The current flight launched on August 4 and has now lasted for five days, more than doubling the duration of the initial test flight. A reporter who specializes in the Chinese space program, Andrew Jones, also notes that the space plane is flying in a much more eccentric orbit this time, 346 km by 593 km, inclined at 50 degrees above the equator; compared to 331 km by 347 km, with a similar inclination, in 2020.
So what is it doing up there? Secret, space-y stuff, of course. The reality is that we’re not even sure what the US Space Force is doing with the X-37B, which has made six flights since 2010. The US vehicle likely serves several purposes, including functioning as an in-orbit test bed for developing advanced surveillance sensors, but military officials have never provided a detailed public account of its activities.
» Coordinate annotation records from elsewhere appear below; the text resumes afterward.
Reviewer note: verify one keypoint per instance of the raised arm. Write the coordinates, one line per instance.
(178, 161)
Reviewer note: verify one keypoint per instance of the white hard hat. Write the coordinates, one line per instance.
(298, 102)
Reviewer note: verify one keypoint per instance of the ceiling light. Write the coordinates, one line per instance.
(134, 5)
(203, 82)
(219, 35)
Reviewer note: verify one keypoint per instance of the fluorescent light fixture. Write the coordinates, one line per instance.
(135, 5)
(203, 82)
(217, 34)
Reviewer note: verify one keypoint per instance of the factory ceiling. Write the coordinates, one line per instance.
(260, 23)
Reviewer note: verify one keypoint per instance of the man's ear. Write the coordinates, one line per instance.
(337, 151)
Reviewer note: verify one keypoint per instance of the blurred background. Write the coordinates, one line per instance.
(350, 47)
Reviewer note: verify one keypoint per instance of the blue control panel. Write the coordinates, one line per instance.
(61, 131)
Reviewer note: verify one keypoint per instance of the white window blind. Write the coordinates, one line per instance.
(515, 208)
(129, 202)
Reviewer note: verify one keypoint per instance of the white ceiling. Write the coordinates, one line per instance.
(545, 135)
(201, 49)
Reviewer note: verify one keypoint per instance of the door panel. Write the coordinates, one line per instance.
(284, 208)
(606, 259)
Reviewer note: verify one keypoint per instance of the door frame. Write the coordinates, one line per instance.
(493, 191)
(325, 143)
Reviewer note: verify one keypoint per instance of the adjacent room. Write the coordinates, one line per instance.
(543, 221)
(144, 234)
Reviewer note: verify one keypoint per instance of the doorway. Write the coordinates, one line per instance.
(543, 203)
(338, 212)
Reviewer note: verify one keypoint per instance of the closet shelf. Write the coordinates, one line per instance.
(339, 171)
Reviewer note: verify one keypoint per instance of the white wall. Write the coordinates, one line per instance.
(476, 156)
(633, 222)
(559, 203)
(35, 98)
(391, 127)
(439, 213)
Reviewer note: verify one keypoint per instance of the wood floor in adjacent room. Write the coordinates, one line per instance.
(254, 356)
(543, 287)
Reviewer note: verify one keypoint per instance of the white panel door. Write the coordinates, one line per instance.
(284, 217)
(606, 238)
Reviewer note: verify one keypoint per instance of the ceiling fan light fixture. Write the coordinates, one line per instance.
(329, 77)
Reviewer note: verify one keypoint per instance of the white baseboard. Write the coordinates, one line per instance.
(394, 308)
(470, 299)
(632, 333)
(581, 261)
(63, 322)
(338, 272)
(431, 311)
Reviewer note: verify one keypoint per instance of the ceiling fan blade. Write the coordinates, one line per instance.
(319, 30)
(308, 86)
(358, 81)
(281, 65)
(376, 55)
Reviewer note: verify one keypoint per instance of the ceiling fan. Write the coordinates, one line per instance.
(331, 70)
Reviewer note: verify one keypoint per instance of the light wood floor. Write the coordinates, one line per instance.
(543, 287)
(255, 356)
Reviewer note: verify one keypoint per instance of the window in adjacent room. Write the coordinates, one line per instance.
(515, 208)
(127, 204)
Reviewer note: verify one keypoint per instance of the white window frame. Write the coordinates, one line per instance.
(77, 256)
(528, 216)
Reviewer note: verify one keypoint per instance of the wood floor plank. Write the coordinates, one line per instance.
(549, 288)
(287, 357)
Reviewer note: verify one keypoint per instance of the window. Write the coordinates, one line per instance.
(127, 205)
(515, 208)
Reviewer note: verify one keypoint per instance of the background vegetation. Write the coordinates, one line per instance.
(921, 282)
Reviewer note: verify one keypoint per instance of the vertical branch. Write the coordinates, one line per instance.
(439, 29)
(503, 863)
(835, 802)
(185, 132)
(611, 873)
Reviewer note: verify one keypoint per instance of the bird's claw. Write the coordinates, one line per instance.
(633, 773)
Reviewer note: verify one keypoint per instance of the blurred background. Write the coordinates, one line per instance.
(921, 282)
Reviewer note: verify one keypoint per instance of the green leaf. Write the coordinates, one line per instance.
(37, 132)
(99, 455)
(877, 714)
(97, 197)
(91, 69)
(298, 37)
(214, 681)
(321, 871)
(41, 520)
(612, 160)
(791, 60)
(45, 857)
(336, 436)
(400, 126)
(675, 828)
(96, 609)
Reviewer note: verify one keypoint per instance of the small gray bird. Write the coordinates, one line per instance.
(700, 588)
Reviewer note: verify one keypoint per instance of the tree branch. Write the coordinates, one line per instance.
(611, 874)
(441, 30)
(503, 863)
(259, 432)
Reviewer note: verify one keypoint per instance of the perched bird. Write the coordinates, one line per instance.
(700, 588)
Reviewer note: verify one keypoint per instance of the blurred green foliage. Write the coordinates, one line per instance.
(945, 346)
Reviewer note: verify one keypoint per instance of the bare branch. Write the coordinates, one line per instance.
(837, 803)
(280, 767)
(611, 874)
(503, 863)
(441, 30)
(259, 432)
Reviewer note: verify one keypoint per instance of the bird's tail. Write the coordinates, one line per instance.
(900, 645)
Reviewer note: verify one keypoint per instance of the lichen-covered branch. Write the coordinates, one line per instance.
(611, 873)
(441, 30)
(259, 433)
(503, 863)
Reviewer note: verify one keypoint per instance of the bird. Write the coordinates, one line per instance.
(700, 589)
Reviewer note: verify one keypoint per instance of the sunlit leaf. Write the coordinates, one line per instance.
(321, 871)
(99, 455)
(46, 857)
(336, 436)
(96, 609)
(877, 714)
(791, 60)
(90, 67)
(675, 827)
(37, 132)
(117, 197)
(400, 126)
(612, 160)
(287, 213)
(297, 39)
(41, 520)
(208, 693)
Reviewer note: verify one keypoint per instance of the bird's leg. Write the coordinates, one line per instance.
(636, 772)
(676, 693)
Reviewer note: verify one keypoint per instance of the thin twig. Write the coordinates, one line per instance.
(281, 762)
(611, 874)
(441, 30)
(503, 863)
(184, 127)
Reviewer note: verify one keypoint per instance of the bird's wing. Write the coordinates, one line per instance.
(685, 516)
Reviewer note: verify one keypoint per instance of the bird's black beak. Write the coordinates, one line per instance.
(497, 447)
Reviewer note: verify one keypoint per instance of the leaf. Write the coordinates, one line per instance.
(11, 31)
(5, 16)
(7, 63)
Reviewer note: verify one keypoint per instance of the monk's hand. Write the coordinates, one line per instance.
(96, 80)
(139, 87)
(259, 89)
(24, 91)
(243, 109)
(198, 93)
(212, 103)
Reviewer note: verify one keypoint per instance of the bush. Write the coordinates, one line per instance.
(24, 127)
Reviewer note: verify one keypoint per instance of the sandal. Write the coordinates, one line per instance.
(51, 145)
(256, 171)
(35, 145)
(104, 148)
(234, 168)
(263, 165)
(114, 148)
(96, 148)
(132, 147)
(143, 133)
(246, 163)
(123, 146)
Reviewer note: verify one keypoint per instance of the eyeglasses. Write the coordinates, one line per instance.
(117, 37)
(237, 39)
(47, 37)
The Space Force has two X-37B vehicles, and even their first flights measured more than 200 days. The latest flight, launched in May 2020, has seen the X-37B set new records for duration, with the current mission now in orbit for 813 days and counting. The shorter duration of the Chinese space plane’s first flight may indicate that it has a special role in testing hypersonic technologies or other activities related to a high-velocity atmospheric reentry.
Space Force customarily releases images of its X-37B vehicle after landing, but so far, China has released zero images or videos of its space plane. The only way we knew when it had landed in 2020 was thanks to satellite trackers and Planet Labs satellite imagery of the Lop Nur landing site in China.